Lysandra laughed. “Definitely over wine.” She looked down at Elide. “I like you, Elide. I hope we can be friends.”
Elide smiled at her, if still a bit flustered, cheeks still heated. The words warmed something long forgotten in her chest.
“I hope so too.”
And it felt lighter, better, brighter inside when she returned her gaze to watch the beautiful female fae strangers who rode past beneath their window. She calmly watched their perfect, beautiful profiles and the sadness did not return.
You are not irrelevant to Lorcan.
She knew that. She already knew that. She had just needed a little reminder, that was all. She turned back to Lysandra.
“What if I want that one, the horrendous one?” Elide said, picking up the peach fabric. “What if this is what I truly want for our wedding?

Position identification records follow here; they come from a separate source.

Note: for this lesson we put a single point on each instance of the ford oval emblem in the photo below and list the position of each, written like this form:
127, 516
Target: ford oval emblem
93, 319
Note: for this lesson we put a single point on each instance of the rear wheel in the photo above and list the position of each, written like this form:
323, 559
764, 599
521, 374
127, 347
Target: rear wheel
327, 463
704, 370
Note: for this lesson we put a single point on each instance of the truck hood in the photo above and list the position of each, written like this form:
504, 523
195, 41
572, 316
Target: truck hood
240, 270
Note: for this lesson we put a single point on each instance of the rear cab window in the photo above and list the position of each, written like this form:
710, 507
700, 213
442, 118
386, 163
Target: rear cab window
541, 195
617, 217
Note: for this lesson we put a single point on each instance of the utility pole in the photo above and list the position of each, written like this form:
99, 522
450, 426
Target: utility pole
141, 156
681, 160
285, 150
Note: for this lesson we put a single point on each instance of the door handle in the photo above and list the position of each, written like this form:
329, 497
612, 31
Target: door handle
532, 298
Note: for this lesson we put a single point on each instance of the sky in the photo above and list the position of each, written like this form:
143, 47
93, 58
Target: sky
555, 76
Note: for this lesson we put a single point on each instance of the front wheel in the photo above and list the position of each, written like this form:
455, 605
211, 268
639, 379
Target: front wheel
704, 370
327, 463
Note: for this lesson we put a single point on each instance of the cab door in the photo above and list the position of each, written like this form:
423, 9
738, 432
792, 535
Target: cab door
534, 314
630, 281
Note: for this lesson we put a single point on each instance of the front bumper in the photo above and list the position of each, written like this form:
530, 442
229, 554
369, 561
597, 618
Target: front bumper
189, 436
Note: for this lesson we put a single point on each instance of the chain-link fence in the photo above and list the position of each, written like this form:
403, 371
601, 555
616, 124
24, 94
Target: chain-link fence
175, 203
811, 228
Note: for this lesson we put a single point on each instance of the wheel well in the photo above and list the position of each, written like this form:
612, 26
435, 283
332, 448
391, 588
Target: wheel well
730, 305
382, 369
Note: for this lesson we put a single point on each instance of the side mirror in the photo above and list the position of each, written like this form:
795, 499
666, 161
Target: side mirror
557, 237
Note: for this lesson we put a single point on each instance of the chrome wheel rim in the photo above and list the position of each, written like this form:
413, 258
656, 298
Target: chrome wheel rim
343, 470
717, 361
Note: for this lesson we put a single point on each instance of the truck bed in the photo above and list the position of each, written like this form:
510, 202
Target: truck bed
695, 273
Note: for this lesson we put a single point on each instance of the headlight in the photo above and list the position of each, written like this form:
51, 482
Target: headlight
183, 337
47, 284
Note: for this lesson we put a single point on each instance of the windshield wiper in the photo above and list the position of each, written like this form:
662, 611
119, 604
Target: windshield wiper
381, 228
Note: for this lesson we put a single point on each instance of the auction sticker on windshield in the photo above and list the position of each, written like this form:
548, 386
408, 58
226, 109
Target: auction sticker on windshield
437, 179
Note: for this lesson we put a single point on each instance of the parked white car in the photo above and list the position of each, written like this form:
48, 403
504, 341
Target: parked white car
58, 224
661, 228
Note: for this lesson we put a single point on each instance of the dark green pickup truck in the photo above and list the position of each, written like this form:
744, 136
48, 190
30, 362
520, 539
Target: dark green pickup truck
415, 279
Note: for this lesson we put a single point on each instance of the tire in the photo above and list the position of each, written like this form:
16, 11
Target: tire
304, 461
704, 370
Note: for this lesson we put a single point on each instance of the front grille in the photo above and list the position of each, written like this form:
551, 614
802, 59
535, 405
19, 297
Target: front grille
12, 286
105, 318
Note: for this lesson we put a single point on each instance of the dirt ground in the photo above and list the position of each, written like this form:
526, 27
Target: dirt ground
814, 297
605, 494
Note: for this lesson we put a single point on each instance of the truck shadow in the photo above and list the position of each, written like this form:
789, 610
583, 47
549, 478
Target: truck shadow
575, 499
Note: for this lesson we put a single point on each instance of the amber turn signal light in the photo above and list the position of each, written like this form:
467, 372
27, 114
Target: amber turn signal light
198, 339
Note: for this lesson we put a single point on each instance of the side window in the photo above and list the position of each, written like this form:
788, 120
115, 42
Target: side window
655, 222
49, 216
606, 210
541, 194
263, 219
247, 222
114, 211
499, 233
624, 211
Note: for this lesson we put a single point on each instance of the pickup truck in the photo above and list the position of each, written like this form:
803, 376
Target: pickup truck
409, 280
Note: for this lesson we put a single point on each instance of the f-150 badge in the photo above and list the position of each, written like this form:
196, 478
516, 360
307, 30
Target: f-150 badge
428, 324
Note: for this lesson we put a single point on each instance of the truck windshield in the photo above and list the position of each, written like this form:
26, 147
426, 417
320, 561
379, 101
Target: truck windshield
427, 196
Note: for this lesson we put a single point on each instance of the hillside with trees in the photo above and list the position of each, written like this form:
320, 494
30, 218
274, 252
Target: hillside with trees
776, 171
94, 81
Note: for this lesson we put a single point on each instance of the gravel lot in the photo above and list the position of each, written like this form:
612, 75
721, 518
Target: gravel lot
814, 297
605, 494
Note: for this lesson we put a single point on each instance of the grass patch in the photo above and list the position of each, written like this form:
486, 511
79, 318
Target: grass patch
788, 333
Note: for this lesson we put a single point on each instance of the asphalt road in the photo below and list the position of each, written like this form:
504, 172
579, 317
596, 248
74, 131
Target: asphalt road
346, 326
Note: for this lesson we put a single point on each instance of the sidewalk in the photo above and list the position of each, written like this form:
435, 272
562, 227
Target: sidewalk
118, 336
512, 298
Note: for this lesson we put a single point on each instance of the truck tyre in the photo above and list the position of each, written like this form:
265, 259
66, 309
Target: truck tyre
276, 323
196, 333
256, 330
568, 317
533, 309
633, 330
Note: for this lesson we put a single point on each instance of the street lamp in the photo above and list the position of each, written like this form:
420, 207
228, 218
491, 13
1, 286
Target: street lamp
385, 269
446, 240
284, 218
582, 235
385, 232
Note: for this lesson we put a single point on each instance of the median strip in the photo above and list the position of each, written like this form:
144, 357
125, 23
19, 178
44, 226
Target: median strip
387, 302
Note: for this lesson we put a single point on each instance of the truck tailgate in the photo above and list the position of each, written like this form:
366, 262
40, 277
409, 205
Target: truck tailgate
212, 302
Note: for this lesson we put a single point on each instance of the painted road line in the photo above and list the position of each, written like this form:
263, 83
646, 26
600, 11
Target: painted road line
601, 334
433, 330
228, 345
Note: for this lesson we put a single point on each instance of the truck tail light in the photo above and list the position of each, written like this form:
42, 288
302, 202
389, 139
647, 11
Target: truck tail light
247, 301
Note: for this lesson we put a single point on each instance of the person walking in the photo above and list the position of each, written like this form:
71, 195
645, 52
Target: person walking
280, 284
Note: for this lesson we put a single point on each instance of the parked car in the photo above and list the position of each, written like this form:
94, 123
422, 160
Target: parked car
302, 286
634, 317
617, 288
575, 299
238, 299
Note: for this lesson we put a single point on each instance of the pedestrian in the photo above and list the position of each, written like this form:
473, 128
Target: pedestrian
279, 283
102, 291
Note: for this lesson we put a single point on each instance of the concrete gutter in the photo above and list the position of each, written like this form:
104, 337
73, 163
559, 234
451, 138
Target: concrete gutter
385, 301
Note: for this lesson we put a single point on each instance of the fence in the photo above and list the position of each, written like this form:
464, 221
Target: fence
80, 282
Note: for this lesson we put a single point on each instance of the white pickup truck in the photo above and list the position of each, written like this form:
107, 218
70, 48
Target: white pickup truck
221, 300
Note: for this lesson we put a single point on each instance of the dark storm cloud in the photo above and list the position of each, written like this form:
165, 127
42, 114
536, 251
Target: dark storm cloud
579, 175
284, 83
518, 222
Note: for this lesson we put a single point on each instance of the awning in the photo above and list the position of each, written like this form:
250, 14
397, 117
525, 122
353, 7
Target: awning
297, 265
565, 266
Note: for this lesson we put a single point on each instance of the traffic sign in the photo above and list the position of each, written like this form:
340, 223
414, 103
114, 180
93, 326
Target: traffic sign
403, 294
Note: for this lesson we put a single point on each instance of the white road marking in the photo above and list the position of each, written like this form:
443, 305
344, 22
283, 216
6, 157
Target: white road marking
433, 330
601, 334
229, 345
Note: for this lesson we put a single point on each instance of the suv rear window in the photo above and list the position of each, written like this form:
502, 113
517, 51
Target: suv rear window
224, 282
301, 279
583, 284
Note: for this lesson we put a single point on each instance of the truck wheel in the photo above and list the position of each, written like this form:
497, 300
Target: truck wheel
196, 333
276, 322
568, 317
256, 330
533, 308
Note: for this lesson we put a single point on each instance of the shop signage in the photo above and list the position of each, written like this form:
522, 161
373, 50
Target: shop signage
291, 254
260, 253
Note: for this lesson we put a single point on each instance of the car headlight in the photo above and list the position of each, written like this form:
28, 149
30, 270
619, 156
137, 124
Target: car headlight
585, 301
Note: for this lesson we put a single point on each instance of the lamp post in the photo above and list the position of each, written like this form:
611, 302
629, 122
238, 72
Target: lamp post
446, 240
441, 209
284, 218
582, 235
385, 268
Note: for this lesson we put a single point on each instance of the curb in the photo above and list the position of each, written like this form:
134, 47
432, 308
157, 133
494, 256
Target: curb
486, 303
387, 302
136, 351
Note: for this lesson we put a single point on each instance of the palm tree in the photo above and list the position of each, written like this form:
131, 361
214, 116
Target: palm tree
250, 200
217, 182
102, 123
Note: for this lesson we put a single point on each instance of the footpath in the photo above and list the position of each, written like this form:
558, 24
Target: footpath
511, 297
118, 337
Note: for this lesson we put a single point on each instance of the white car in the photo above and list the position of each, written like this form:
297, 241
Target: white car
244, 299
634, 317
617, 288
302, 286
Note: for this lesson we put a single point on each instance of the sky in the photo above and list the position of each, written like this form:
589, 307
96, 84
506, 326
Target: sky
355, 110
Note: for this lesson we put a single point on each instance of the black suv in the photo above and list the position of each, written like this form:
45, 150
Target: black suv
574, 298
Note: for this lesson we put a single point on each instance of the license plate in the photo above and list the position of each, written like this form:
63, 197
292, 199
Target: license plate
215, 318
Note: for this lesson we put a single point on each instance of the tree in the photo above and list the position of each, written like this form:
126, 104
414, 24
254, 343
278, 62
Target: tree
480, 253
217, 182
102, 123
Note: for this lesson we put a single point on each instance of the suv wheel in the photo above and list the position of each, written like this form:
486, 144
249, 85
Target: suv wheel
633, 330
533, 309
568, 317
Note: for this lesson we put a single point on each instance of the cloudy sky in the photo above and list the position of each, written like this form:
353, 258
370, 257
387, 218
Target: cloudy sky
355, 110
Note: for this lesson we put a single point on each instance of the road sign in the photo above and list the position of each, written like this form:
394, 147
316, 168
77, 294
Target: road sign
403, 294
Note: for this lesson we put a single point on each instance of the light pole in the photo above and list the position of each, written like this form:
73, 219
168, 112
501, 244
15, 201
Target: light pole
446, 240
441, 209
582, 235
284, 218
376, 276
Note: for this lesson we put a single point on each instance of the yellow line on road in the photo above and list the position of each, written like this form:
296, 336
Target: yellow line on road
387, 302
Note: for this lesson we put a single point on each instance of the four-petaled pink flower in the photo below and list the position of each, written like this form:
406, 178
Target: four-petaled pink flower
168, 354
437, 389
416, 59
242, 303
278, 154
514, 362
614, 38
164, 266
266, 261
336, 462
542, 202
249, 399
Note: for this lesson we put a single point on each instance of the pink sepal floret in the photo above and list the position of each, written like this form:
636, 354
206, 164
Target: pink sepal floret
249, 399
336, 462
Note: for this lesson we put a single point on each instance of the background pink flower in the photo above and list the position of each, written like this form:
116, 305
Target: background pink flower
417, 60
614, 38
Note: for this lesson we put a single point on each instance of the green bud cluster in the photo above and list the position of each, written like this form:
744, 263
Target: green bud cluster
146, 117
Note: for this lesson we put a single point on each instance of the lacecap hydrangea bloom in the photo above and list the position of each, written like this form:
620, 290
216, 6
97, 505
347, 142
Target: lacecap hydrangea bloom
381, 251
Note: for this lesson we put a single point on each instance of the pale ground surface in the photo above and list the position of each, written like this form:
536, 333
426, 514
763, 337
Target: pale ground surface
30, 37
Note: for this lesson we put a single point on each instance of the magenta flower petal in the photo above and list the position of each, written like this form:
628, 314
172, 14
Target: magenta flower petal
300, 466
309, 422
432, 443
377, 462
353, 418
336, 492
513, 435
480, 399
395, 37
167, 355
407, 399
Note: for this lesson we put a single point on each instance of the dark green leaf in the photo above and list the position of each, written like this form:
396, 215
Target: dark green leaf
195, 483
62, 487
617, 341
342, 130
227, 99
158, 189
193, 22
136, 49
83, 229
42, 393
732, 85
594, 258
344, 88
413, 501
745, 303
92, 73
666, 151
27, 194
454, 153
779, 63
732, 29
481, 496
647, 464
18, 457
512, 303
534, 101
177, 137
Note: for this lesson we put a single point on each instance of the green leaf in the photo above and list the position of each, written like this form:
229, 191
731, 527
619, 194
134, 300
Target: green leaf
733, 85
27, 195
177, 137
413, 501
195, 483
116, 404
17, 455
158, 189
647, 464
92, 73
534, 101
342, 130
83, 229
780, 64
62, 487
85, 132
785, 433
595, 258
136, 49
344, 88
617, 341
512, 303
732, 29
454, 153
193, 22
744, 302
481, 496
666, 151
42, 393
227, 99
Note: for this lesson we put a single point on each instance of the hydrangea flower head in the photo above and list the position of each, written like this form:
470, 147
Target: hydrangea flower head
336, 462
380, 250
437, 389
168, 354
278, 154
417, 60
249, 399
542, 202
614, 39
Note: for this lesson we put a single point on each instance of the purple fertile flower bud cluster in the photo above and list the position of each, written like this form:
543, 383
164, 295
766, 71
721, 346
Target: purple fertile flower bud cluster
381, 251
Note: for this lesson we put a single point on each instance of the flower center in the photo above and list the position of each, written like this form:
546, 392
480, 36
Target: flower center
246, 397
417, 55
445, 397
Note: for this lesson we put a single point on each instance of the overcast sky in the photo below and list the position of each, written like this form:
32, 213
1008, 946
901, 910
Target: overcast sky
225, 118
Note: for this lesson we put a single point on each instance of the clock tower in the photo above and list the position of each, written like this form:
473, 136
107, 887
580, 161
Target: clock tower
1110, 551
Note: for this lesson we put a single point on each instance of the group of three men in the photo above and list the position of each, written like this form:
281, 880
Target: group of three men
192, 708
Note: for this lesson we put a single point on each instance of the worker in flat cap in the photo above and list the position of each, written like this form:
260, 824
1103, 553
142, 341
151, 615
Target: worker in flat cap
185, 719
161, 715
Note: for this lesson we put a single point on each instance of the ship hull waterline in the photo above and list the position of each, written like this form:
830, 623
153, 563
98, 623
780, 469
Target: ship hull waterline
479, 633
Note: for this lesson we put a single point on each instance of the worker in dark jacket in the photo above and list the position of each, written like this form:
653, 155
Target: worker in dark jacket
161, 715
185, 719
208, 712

What if this is the real me?”
Lysandra grinned, sensing her lighter tone. “Then I will try everything in my power to stop you.”
“What if you can’t stop me?” Elide challenged. “What then?”
Lysandra pursed her lips together, as if it pained her to entertain the idea. “Then I am sure we can make it work somehow.”
Elide considered for a moment whether or not it would be worth it having peach coloured napkins in her wedding, just for spite.
“Fleetfoot! Stop!”
The door burst open then, as Evangeline and Fleetfoot appeared, and Evangeline yelled as the dog launched into the room and threatened to topple over the whole table of fabrics. Lysandra caught Evangeline as she ran past, lifting her, and loud cackling filled the room.
And the nerves did not return that day.